The international community has once again taken down a major botnet. Law enforcement and courts in the US, Canada and several European countries have disrupted the infrastructure for Emotet, billed as one of the world’s “most dangerous” botnets. While officials were unsurprisingly quiet about their exact methods, they took down Emotet “from the inside” and redirected victim devices to infrastructure authorities controlled — a “unique” approach, Europol said.

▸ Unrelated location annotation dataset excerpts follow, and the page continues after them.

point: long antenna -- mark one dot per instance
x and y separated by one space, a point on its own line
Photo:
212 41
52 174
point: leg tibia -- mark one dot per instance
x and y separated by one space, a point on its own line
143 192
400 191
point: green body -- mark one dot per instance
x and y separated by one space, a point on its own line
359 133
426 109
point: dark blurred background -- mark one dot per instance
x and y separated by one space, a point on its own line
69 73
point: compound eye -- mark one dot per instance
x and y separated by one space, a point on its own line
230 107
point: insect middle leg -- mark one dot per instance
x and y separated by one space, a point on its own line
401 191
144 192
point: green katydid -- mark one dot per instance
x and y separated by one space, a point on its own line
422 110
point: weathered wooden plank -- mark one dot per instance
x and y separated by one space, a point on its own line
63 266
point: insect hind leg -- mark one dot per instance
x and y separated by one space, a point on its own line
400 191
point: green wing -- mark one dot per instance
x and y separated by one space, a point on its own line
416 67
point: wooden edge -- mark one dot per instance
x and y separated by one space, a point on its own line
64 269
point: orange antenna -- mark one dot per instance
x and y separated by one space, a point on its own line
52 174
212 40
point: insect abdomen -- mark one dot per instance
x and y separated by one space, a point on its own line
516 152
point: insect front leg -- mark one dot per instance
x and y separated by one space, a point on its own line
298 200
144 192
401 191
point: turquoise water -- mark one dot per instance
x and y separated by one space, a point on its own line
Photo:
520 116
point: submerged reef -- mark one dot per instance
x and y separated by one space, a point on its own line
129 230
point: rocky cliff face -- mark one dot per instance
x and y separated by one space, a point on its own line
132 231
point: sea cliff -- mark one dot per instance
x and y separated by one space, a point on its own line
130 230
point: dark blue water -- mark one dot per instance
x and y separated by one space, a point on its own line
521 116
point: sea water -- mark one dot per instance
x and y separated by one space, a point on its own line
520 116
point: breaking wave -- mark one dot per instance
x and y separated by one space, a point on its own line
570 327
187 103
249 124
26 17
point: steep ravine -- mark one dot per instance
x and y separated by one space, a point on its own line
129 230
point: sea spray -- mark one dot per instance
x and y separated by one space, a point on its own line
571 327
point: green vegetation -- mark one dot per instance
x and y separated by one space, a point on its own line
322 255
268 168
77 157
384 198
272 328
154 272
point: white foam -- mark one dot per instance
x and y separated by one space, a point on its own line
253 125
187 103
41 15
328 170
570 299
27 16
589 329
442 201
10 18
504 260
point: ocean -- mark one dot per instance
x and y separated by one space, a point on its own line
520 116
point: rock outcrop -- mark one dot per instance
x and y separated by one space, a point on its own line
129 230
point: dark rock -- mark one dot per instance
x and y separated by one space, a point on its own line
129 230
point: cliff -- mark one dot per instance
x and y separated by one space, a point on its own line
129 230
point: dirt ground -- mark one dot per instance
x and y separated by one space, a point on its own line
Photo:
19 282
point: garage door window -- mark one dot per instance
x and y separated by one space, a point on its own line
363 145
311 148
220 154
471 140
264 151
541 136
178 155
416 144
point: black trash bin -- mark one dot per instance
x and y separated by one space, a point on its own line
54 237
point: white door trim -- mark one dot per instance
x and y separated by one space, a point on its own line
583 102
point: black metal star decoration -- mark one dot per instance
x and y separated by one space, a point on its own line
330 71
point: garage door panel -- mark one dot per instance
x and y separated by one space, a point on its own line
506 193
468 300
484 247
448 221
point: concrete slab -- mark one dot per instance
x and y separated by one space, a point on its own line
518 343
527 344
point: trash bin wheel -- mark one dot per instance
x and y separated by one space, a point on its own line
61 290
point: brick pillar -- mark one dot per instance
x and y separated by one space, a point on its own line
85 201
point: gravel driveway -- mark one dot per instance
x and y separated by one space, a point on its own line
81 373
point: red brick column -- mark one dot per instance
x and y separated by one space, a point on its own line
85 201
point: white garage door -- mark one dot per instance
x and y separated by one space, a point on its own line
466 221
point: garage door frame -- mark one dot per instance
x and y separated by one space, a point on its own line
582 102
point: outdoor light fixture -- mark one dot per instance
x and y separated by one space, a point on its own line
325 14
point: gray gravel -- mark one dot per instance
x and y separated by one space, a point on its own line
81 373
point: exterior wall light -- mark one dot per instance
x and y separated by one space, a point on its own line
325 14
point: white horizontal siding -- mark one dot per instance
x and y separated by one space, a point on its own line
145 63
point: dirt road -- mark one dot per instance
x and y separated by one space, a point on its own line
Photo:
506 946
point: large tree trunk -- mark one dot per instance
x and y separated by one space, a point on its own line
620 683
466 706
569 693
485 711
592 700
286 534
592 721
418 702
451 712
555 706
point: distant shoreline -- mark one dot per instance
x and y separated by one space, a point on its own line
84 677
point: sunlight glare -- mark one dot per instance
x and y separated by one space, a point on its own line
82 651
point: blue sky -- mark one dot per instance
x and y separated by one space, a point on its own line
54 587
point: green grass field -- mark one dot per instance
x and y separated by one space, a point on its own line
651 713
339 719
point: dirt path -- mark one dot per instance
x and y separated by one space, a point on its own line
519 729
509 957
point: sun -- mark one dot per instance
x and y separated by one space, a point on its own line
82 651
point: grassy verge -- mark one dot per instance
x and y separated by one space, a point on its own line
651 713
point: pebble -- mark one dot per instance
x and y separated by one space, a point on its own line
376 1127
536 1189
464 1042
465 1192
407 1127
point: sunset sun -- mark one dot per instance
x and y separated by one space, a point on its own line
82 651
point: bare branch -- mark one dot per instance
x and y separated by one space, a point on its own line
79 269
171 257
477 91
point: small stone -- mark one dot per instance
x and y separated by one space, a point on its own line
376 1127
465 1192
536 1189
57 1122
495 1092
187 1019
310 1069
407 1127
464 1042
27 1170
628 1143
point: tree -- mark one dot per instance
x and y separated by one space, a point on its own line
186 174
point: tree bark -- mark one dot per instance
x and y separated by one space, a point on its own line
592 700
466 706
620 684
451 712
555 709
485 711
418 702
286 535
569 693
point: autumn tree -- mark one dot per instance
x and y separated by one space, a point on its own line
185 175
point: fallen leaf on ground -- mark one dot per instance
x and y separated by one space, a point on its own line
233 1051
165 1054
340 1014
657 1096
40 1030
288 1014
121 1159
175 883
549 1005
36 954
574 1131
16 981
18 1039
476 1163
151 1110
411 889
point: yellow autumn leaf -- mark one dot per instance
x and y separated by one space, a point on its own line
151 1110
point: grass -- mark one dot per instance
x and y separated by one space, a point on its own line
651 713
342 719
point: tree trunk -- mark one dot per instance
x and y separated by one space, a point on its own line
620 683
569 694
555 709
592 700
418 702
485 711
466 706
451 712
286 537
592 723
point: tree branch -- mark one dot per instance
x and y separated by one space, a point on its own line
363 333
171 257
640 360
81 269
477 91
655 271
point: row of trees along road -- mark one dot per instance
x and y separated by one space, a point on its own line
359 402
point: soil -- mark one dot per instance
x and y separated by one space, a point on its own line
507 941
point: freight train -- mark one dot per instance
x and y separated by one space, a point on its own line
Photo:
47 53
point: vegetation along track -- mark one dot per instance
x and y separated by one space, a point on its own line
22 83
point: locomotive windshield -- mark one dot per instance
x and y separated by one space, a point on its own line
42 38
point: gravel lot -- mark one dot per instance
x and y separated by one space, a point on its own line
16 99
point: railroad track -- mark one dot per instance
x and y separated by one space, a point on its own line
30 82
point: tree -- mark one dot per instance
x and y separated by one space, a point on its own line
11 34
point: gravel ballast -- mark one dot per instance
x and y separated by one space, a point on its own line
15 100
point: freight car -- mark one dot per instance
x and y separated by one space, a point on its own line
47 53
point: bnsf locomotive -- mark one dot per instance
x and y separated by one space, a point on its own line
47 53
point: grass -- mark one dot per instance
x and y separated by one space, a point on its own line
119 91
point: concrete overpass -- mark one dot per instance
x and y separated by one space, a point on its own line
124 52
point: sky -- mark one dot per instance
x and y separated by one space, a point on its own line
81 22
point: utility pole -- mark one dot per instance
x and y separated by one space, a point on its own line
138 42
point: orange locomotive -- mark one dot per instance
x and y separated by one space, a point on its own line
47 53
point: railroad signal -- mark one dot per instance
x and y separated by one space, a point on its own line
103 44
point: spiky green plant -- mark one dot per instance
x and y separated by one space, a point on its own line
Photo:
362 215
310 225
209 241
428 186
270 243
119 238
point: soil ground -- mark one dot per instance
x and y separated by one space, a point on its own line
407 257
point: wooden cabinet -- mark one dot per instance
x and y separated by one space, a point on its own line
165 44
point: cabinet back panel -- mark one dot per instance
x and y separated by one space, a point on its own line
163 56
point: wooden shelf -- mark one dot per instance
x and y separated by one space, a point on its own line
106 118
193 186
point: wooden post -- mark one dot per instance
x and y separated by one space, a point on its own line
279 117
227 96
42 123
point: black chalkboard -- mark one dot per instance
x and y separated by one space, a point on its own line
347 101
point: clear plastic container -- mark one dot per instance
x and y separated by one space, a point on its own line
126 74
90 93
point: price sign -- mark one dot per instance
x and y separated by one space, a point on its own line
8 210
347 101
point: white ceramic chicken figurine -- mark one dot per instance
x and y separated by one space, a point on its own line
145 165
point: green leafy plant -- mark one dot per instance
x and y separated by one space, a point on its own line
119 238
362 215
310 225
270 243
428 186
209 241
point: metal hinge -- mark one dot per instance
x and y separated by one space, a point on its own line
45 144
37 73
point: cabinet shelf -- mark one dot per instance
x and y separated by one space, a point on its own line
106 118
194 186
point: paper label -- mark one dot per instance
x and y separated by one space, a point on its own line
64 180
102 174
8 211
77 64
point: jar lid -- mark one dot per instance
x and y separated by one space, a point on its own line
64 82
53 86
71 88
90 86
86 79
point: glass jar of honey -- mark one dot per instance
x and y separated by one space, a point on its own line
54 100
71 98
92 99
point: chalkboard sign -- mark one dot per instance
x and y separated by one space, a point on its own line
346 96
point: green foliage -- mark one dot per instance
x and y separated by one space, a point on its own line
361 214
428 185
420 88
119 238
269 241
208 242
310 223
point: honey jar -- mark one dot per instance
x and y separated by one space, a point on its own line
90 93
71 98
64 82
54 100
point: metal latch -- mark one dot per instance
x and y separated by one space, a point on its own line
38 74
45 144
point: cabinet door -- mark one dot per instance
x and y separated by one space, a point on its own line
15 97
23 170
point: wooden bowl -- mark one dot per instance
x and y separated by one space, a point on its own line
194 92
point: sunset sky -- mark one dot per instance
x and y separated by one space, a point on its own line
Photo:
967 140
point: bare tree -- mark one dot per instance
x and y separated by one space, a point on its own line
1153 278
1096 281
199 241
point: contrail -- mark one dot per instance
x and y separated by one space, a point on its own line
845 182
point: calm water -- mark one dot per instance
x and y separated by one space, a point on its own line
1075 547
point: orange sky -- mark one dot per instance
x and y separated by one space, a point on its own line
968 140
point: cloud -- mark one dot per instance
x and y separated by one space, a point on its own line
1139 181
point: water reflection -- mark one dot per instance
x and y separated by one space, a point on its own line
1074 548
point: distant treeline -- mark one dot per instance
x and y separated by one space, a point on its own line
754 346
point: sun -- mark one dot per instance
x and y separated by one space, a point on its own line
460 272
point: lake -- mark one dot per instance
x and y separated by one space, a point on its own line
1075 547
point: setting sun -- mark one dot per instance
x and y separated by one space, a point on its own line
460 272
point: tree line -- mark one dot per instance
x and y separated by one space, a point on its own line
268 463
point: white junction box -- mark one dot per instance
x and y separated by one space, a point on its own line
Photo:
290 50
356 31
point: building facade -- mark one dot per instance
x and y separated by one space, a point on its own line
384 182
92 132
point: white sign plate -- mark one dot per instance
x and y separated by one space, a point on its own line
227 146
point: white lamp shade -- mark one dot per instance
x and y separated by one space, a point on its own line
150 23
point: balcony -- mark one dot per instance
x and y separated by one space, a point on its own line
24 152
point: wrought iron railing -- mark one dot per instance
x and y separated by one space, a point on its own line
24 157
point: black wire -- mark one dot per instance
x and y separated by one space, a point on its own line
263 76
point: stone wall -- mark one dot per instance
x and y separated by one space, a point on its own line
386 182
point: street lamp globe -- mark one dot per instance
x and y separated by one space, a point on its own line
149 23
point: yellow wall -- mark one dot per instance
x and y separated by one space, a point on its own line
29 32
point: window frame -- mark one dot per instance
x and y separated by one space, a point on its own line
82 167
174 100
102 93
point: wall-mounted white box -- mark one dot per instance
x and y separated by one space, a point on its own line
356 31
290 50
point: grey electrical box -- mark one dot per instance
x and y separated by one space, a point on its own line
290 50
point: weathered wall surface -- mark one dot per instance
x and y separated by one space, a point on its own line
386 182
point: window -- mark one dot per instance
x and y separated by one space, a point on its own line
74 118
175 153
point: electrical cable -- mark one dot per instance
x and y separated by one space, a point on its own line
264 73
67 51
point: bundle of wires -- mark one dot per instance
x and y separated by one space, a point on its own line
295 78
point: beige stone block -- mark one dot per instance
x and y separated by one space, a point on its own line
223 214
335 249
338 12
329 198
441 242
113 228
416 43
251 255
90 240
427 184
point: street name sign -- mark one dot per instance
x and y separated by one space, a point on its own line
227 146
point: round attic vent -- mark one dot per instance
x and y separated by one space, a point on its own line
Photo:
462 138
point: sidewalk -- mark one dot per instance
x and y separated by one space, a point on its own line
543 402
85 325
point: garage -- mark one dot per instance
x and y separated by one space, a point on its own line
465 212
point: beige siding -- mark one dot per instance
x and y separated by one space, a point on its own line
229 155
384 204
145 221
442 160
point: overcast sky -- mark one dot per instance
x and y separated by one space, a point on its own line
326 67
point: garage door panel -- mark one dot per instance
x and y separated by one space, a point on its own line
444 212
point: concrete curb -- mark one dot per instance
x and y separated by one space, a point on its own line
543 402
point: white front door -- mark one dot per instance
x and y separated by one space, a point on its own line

Emotet earned its notoriety through both its ubiquity and sophistication. First found in 2014, it used an automated process to deliver malware through infected Word document email attachments. The botnet relied on “hundreds” of servers worldwide fulfilling different roles, and the malware itself frequently evaded antivirus tools by changing its code every time it was put into action. It was unusually resilient against takedowns until now.
Cybercriminals often used Emotet as a way to breach defenses, paying to compromise a computer using the botnet before they installed ransomware, Trojans and other hostile code. The operators behind Ryuk and the recently disrupted Trickbot have relied on Emotet in the past.
This won’t put an end to botnets, and it won’t be surprising if another network takes Emotet’s place. Even so, the takedown and the novel method behind it suggest that it might be more difficult for these botnets to survive in the future without more advanced defenses of their own.